We are witnessing rising interest rates for government securities in the US and the EU. As such, there is developing concern that higher interest rates could negatively impact 2013 global GDP growth estimates.
US economists expect a strong spring housing market with a positive multiplier effect on US GDP. The present sanguine outlook, in conjunction with the Federal Reserve's $85 billion per month in asset purchases has continued to provide a strong bid for US equities.
To reiterate my concern about inflation, unit labor costs rose an eye popping 4.5% in the fourth quarter of 2012. See bls.gov. With the Dow Jones Industrial Average at roughly 14,000 and the S&P 500 at roughly 1500, the Federal Reserve now has a window to normalize interest rates, I hope we do not miss this opportunity.

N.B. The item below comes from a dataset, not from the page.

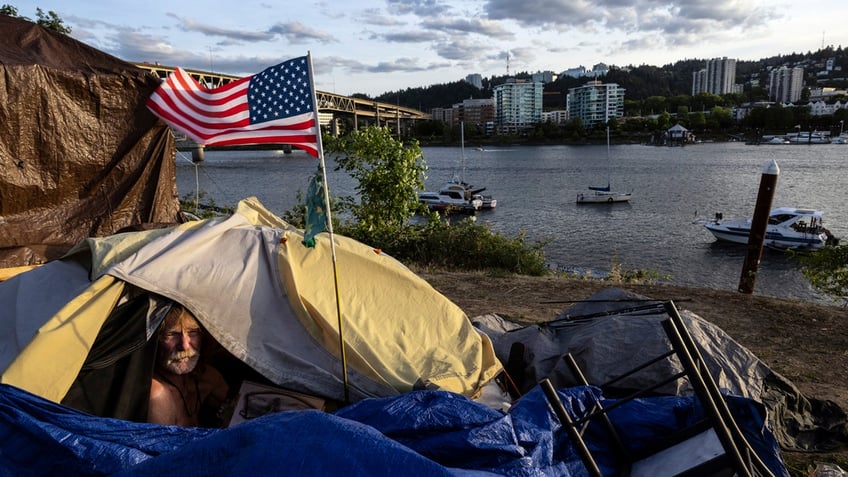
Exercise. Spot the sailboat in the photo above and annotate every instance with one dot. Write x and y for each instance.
(603, 194)
(458, 184)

I suspect that the Federal Reserve Board is beginning to gradually move toward a more hawkish posture.
We have reviewed earnings from the December 2012 quarter for about 80% of the companies that we follow. Most of the companies had single digit revenue growth for 2012 with EPS growth for the S&P 500 averaging roughly 5%. A relatively normal year by historical standards.
We believe the businesses that we own are still reasonably priced relative to historical valuations, but valuations for public companies have risen significantly over the last four 4 years, now more than 100% off the March 2009 lows.

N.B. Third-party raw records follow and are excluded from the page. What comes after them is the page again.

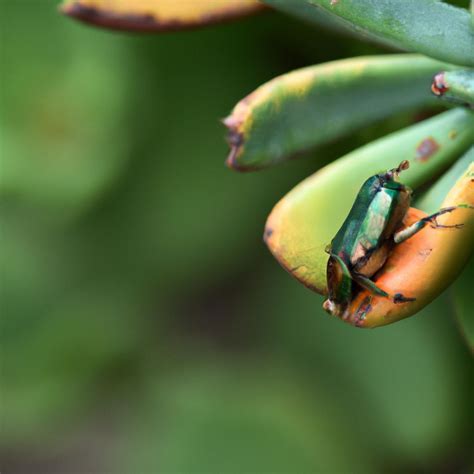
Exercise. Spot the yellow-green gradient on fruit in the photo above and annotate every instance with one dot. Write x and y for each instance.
(304, 222)
(157, 15)
(317, 104)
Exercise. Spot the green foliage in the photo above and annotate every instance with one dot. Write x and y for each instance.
(308, 107)
(144, 327)
(429, 27)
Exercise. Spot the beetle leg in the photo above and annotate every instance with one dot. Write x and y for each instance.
(413, 229)
(368, 284)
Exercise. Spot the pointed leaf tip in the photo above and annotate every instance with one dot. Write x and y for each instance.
(157, 15)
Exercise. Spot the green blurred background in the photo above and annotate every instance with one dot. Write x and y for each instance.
(145, 327)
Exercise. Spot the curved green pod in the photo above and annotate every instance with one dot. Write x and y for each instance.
(429, 27)
(317, 104)
(431, 200)
(303, 223)
(157, 15)
(461, 293)
(455, 86)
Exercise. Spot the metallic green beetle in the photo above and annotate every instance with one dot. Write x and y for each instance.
(363, 243)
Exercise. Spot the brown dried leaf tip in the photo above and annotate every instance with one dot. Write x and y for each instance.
(158, 15)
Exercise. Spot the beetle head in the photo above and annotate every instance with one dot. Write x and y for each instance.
(333, 308)
(392, 174)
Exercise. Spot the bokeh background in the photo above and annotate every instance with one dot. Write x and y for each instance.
(145, 327)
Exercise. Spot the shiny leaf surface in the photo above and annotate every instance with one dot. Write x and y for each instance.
(436, 29)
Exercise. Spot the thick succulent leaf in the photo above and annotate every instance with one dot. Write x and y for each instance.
(455, 86)
(309, 106)
(304, 222)
(157, 15)
(431, 200)
(462, 298)
(430, 27)
(423, 266)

It is becoming more difficult to find bargains, and therefore we have positioned the portfolio slightly more defensively. In doing so, we reduced speculative exposure and added diversification.
I would like to address the news surrounding sequestration, as US Federal government policy poses the most significant known headline risk to the portfolio over the next several months. It now looks like the congressional negotiations will be pushed into May.
During the 2011 debt ceiling debacle, Congress passed the Budget Control Act of 2011. According to the US House of Representatives Committee on the Budget, the Act requires the Federal government to reduce the deficit (through revenue, spending or any combination of the two) by $1.2 trillion over the next ten years. If no congressional agreement can be reached during the present negotiation period, automatic cuts (approximately 50/50 between military and domestic programs) will take effect as mandated by the Budget Control Act of 2011 through the sequestration process.
After discounting the interest expense savings and accounting for the new tax revenues which were implemented in the final moments of 2012, if sequestration is allowed the take effect, the US Federal government would have to cut spending by approximately $85 billion per YEAR.
As you are likely aware, the Federal Reserve is presently purchasing $85 billion per MONTH in assets.
If sequestration cuts $100 billion or less from annual US Federal spending, the action amounts to only slightly more than half-of-one percent of total annual US GDP output.
In my estimation, sequestration would do more good for the US economy than harm, and the markets would be relieved to see US deficits moving in a positive direction.
The implication for investors, so long as any brinkmanship in Washington, D.C. does not have a sharply negative and lasting impact on US consumer and business confidence, the sequester could be an opportunity, giving equity buyers who have remained on the sidelines an entry point.